Leverkusen/München – Heiko Herrlich schien es schon vorher gewusst zu haben. "Unser Ziel muss sein, dass wir in dieser Saison noch einmal gegen Bayern spielen – und bis dahin so weit sind, dass wir sie schlagen können", sagte er nach der 1:3-Niederlage seiner Leverkusener am 18. Spieltag.
Drei Monate später bekommt sein Team die Chance, sich in einem der wichtigsten Spiele der jüngeren Leverkusener Vereinsgeschichte zu revanchieren. Um das zu schaffen, braucht Bayer ein nahezu perfektes Spiel.
"Gegen die Bayern reichen sicherlich nicht 99 Prozent, dann sind 100 Prozent zwingend notwendig", hielt Herrlich vor dem DFB-Pokal-Halbfinale (ab 20:30 Uhr im Liveticker auf ran.de) fest, betonte aber auch: "Wenn wir alles abrufen, was uns an Potenzial zur Verfügung steht, dann können wir jede Mannschaft in der Liga schlagen."
Bayer und Schalke: Best of the rest
Es sind angenehm forsche Töne, die Bayer fernab der üblichen Lobeshymnen an den Gegner vor dem Duell mit den Bayern anschlägt. Und das Selbstbewusstsein der Werkself kommt nicht von ungefähr.

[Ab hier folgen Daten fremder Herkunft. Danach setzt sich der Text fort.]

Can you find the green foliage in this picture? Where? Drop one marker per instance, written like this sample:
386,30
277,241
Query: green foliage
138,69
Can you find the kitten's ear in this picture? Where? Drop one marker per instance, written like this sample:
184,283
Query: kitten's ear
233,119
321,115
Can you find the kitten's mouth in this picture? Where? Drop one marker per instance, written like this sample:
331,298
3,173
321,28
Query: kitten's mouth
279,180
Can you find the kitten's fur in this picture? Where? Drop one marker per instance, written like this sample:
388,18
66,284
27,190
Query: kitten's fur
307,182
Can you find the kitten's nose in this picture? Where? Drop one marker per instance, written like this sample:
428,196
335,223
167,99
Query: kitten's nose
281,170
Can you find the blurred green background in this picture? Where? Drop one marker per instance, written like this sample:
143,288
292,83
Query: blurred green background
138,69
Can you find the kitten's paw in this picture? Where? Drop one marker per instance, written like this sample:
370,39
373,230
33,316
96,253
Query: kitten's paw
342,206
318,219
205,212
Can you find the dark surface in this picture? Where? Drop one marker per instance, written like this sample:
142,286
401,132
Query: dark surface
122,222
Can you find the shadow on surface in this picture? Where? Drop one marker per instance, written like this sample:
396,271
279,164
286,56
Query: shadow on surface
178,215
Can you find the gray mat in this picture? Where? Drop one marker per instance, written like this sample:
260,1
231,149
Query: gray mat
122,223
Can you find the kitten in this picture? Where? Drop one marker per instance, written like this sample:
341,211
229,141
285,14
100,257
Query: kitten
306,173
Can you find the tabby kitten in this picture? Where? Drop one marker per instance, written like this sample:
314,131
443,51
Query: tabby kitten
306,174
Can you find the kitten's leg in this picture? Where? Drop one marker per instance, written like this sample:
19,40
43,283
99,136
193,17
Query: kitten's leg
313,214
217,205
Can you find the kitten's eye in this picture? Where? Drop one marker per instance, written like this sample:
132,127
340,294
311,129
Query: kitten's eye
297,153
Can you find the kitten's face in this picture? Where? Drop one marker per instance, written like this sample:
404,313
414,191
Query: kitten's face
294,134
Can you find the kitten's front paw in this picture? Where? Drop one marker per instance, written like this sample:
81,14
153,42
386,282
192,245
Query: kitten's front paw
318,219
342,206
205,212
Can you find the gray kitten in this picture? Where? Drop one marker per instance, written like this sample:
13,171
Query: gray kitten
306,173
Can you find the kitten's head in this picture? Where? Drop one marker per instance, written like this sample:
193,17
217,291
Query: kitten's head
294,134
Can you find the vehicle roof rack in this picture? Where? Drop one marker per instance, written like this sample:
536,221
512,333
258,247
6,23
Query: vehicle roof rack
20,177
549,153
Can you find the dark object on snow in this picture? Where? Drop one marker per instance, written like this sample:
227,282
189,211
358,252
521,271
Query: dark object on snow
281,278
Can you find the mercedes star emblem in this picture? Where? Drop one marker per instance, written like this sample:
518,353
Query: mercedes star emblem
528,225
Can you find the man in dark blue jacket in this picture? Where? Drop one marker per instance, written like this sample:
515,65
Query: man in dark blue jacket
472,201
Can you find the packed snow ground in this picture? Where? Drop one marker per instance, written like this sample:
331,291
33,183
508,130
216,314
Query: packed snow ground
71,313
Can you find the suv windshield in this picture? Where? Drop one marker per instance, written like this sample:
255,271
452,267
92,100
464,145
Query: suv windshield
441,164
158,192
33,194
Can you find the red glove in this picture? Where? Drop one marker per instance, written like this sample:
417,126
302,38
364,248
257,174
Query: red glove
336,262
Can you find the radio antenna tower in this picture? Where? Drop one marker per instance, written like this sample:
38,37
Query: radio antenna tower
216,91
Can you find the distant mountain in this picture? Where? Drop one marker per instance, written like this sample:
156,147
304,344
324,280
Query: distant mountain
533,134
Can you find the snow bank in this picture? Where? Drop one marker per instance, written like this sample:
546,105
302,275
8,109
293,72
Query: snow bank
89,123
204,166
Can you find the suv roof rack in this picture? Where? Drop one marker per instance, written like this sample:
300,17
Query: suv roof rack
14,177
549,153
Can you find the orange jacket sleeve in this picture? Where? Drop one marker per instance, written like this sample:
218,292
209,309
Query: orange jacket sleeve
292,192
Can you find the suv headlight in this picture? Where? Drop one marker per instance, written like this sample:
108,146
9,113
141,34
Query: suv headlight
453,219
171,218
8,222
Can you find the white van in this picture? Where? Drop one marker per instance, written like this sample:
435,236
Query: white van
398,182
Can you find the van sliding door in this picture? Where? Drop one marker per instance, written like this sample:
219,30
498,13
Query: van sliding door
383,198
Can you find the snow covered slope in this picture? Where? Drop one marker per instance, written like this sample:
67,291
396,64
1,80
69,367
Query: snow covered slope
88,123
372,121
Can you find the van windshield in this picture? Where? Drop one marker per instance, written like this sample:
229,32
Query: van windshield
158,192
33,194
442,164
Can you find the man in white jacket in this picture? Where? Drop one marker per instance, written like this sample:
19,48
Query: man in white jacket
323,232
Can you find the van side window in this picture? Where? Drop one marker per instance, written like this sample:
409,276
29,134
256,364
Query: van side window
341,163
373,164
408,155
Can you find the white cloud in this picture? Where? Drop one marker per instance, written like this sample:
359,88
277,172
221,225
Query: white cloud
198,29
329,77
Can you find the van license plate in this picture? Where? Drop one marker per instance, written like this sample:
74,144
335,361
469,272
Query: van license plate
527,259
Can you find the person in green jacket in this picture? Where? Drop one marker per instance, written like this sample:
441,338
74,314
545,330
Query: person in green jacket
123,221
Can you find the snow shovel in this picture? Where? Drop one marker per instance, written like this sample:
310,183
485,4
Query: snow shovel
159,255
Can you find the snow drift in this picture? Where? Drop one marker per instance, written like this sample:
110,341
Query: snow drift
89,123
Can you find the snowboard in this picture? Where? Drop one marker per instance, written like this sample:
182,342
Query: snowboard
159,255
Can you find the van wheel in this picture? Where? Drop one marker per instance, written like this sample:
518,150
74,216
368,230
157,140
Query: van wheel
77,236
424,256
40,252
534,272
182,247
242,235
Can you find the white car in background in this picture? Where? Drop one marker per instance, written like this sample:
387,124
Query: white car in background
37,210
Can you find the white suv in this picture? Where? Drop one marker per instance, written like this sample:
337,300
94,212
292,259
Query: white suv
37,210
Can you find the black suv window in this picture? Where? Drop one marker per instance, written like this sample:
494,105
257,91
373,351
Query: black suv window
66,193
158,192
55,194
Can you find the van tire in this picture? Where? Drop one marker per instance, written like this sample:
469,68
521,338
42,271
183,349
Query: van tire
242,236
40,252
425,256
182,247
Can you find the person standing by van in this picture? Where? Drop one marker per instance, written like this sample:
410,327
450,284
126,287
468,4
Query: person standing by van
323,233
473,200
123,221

Mit zwei beeindruckend deutlichen 4:1-Siegen gegen die Champions-League-Anwärter aus Leipzig und Frankfurt hat Bayer zuletzt zwei deutliche Ausrufezeichen an die Liga gesendet. Neben Schalke 04 ist es das Team von Heiko Herrlich, das sich momentan um Position zwei im deutschen Fußball bewirbt. Anders gesagt: Bayer will zurück zum einst so ungeliebten Vizekusen.
In der Liga trennen die Leverkusener derzeit noch vier Punkte von den Schalkern. Dennoch gibt es einige Gründe, die den Tabellendritten schon jetzt als stärksten Bayern-Herausforderer legitimieren.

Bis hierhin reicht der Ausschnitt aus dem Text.